Individuals diagnosed with WAS suffer from recurrent infections, eczema and thrombocytopenia (low levels of platelets).
Before 1935, patients only lived an average of eight months. Today, patients usually live an average of eight years, according to a recent case study. The cause of death is usually attributed to extensive blood loss. However, cancer (especially leukemia) is common and often fatal among WAS patients.

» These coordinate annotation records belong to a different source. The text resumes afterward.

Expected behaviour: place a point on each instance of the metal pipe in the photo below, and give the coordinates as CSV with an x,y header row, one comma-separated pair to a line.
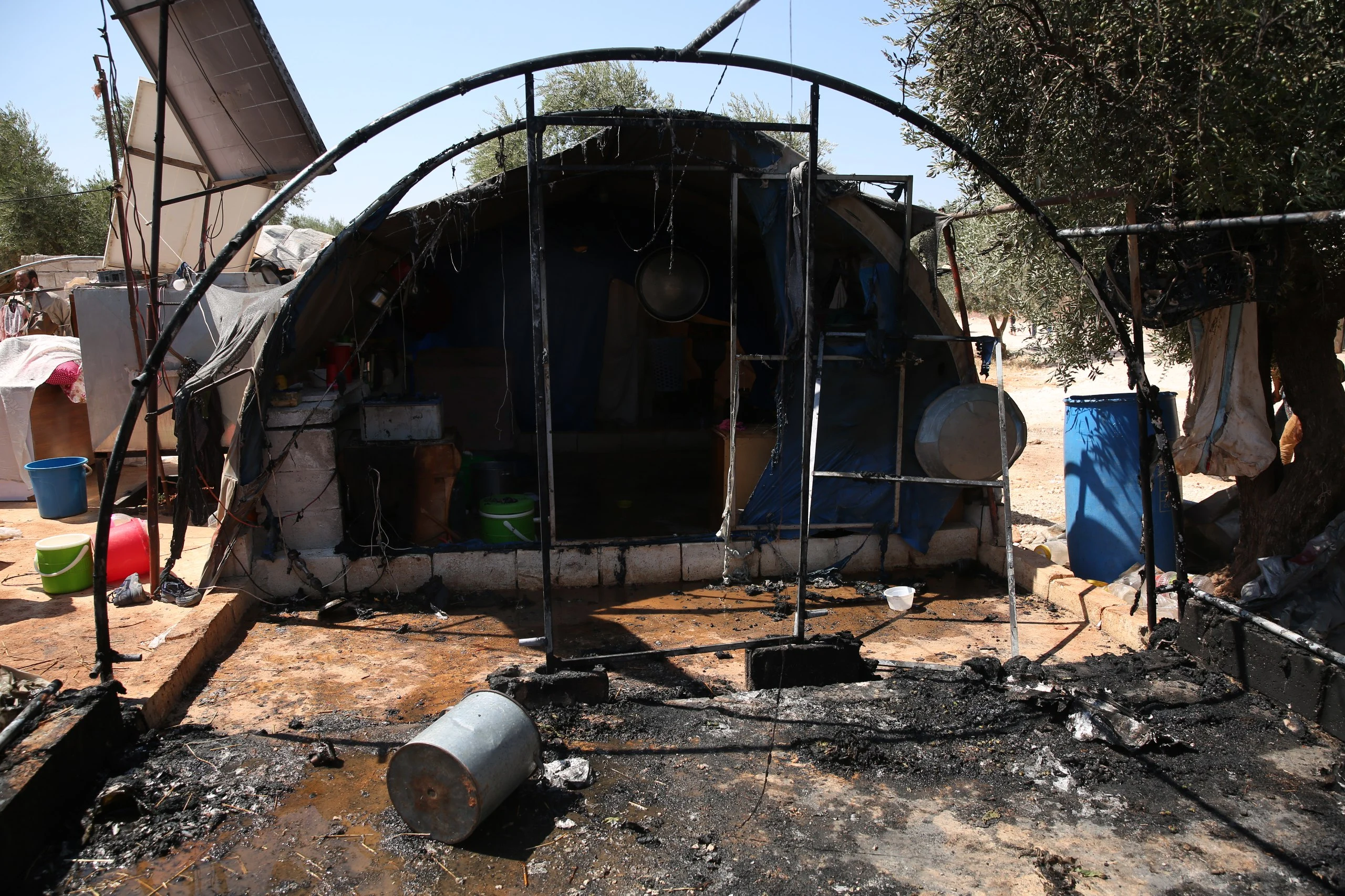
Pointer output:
x,y
537,275
1008,521
15,730
1046,201
1146,449
731,501
152,317
810,443
712,124
720,25
637,655
1212,224
950,245
1276,629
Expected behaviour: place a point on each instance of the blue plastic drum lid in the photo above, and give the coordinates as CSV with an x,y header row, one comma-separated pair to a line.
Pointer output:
x,y
1102,486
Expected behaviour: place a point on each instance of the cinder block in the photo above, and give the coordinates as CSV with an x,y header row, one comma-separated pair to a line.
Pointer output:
x,y
366,572
478,569
529,569
313,450
779,557
575,567
704,560
639,564
306,490
955,541
407,574
1031,571
318,528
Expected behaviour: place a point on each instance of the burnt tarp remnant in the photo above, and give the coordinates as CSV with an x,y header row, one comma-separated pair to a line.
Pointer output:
x,y
1185,275
822,660
1305,592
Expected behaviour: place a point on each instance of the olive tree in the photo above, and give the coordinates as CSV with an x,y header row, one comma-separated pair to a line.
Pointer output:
x,y
1197,108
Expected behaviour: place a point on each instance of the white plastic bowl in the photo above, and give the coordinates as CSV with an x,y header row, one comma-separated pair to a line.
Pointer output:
x,y
900,598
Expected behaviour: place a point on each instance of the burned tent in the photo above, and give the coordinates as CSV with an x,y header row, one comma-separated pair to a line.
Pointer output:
x,y
661,240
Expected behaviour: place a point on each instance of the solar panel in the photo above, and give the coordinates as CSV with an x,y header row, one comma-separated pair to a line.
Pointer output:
x,y
227,87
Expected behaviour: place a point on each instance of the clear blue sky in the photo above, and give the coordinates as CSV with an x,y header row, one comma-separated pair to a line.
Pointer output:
x,y
354,61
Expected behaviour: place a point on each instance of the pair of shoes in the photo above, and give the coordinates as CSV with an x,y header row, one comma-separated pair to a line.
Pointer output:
x,y
175,591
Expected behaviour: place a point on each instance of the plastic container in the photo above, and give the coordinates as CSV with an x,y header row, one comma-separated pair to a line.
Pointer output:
x,y
900,598
460,768
1102,486
58,483
128,549
508,518
65,563
1056,550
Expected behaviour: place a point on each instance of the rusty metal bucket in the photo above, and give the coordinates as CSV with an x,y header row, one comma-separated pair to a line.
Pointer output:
x,y
459,770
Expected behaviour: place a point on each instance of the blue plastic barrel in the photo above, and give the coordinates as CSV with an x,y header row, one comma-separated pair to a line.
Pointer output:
x,y
1102,486
58,483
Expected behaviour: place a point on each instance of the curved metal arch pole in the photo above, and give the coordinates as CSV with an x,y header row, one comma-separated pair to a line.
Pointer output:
x,y
140,384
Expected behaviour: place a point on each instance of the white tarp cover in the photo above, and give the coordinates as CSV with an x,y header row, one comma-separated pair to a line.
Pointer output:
x,y
294,248
182,222
25,363
1226,428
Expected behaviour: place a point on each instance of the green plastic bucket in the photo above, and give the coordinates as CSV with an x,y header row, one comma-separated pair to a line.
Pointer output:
x,y
508,518
65,563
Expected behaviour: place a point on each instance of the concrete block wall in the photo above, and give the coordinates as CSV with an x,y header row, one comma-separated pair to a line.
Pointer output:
x,y
54,276
579,567
304,490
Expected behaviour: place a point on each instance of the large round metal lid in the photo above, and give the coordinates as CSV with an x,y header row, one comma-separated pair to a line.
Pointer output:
x,y
673,284
959,434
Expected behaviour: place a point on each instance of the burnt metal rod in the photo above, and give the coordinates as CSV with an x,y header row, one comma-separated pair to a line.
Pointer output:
x,y
214,190
608,660
152,324
809,449
1008,521
15,730
1145,444
1212,224
719,25
537,272
709,124
1276,629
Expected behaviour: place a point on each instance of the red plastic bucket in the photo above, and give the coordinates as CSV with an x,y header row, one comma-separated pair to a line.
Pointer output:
x,y
128,550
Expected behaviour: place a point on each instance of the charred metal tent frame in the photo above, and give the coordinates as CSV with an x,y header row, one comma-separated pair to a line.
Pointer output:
x,y
105,655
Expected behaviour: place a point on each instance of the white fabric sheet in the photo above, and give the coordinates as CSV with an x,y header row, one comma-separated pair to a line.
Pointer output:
x,y
25,363
1226,428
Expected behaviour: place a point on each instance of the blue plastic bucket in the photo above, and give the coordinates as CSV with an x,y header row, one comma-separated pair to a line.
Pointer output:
x,y
58,483
1102,486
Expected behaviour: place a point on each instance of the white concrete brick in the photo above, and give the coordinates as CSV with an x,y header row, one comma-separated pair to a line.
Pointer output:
x,y
407,574
478,569
308,490
953,543
575,567
313,450
640,564
366,572
529,566
315,529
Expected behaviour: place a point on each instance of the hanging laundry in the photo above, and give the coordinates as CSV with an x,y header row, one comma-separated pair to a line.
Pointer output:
x,y
1226,428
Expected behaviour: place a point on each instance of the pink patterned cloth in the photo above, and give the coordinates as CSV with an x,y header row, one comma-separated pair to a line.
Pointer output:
x,y
65,373
69,376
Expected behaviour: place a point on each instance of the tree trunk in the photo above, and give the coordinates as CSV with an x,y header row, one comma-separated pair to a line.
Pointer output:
x,y
1288,505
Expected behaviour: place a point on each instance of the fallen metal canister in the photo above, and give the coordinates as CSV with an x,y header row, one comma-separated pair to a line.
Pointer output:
x,y
459,770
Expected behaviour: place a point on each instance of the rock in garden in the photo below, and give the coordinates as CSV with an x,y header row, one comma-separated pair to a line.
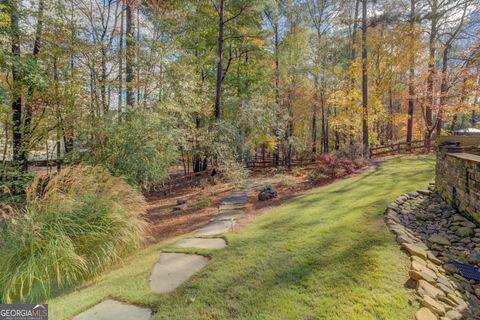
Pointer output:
x,y
426,289
181,205
267,193
425,314
454,315
464,232
415,250
438,239
433,305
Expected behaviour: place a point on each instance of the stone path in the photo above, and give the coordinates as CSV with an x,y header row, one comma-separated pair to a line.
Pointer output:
x,y
111,309
172,269
201,243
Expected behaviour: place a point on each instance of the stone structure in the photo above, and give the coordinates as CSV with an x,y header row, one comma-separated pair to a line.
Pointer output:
x,y
457,178
434,235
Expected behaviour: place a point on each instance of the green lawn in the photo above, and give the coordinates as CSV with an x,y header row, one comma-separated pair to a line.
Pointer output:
x,y
324,255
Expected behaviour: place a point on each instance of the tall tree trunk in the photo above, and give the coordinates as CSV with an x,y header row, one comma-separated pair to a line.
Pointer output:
x,y
443,90
137,53
431,72
120,59
364,81
324,124
18,154
130,56
314,128
411,77
28,113
221,27
103,80
352,79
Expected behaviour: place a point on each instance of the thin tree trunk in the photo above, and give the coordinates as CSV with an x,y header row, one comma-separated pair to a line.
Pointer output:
x,y
120,60
364,81
411,77
18,154
314,128
130,56
431,73
221,26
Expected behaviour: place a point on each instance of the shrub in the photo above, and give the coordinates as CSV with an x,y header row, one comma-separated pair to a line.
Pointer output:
x,y
315,176
286,181
141,147
297,171
234,172
74,225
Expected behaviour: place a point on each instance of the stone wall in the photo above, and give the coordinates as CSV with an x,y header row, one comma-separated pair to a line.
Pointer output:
x,y
458,179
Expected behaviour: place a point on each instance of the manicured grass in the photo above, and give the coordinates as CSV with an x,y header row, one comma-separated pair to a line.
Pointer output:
x,y
324,255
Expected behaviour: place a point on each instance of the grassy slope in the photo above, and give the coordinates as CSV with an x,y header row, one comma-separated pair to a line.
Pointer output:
x,y
323,255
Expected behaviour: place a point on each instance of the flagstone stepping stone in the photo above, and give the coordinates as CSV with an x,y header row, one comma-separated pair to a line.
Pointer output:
x,y
236,206
172,269
229,214
215,227
236,198
201,243
111,309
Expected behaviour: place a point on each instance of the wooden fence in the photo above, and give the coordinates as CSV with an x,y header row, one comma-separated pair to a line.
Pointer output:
x,y
399,148
189,180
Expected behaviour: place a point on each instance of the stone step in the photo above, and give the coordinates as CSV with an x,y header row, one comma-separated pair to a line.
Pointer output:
x,y
111,309
215,228
172,269
216,243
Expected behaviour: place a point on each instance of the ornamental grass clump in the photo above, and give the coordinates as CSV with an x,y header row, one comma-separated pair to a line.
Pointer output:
x,y
74,225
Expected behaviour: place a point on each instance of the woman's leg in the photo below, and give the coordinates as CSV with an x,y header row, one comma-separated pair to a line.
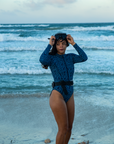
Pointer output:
x,y
70,111
59,109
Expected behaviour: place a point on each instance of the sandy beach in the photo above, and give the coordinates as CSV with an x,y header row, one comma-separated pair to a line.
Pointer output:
x,y
30,121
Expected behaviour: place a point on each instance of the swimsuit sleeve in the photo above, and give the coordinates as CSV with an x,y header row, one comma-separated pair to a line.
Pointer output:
x,y
45,58
81,57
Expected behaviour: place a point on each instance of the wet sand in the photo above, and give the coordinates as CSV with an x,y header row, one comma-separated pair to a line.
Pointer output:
x,y
30,121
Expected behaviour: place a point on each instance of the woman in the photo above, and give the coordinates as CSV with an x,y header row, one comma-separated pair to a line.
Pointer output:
x,y
62,68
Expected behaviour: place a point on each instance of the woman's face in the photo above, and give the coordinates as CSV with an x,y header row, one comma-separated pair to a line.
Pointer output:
x,y
61,47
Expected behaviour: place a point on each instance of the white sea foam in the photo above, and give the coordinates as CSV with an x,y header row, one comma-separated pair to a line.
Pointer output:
x,y
104,28
95,38
42,25
14,70
19,49
15,37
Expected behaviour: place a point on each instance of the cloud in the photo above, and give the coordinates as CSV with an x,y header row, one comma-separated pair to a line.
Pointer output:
x,y
36,4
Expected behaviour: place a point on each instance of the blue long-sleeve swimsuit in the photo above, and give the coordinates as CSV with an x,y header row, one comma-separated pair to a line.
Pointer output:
x,y
62,67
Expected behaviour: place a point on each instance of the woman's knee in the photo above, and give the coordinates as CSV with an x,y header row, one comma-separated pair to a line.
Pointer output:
x,y
63,130
69,128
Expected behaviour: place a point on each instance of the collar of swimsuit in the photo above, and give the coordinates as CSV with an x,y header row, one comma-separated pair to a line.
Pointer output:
x,y
61,36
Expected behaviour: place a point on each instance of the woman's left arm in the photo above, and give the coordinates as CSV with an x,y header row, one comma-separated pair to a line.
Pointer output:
x,y
82,55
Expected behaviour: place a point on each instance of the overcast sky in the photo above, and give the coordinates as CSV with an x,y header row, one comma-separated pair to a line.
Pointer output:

The only possible cure for WAS is a bone marrow transplant. However, if a patient's family member is not a possible match for a bone marrow donation, patients may have to wait years for a potential donor. Other aggressive treatments may also increase a patient's life expectancy. For instance, one study found that patients who underwent splenectomy (removal of the spleen) lived to be more than 25 years old. The spleen may harbor too many platelets, and cause a decrease in the number of platelets in circulation.
Antibiotics, antivirals, antifungals, chemotherapeutic agents, immunoglobulins and corticosteroids have also been used to relieve symptoms and treat infections and cancer associated with WAS.
Researchers estimate that about four people per one million live male births develop the disease in the United States.
The syndrome is named after Dr. Robert Anderson Aldrich, an American pediatrician who described the disease in a family of Dutch-Americans in 1954, and Dr Alfred Wiskott, a German pediatrician who discovered the syndrome in 1937. Wiskott described three brothers with a similar disease, whose sisters were unaffected.